L’étude de l’IRIS s’est basée sur un indicateur de Statistique Canada, la mesure du panier de consommation (MPC), pour réaliser son analyse. La MPC détermine le coût total du panier de consommation qui représente le seuil de pauvreté d’un ménage de deux adultes et de deux enfants. Ces données ont été croisées avec un autre indicateur, l’apport de matière par unité, ou Material Input Per Unit of Service (MIPS), mis au point par l’Institut Wuppertal, centre de recherche allemand qui se spécialise notamment dans le développement d’outils de mesure pour la transition écologique. Le MIPS estime la quantité de matière extraite pour produire un bien ou un service.

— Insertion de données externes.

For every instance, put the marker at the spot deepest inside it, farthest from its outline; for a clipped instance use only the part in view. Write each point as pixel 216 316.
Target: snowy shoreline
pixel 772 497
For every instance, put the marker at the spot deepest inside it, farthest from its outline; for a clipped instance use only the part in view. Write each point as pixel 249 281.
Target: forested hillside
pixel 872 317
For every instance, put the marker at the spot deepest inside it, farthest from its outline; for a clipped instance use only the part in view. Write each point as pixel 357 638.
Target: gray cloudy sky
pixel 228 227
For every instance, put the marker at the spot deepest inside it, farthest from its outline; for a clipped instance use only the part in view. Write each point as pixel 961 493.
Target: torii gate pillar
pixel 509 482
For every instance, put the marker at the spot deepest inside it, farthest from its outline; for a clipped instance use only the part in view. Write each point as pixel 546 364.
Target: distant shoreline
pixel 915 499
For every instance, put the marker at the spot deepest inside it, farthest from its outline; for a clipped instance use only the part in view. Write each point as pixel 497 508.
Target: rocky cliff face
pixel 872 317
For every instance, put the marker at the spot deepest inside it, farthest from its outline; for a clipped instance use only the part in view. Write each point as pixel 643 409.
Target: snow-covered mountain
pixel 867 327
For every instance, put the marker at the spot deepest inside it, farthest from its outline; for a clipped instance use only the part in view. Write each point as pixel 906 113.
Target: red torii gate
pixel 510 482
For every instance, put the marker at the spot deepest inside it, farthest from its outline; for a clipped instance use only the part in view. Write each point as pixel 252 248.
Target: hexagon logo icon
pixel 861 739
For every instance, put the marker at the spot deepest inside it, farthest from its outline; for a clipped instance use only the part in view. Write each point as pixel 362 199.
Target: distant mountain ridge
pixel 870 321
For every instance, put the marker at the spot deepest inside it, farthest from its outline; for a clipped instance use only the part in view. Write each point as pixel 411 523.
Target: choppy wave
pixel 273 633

L’empreinte matérielle des VUS

Un des exemples les plus concrets de l’empreinte matérielle concerne la production de véhicules utilitaires sport (VUS). Selon les calculs de l’Institut Wuppertal, la production d’un VUS standard se traduit par une empreinte de 16 tonnes par véhicule, soit 10 fois le poids physique de la voiture. Le chiffre est encore plus important pour les VUS électriques. « La production d’une voiture électrique requiert trois fois plus de ressources naturelles que la production d’une voiture à combustion interne », fait remarquer Colin Pratte, coauteur de l’analyse de l’IRIS. Selon lui, la « consommation de ressources naturelles est un angle mort majeur de l’approche dominante en matière de lutte à la crise écologique ».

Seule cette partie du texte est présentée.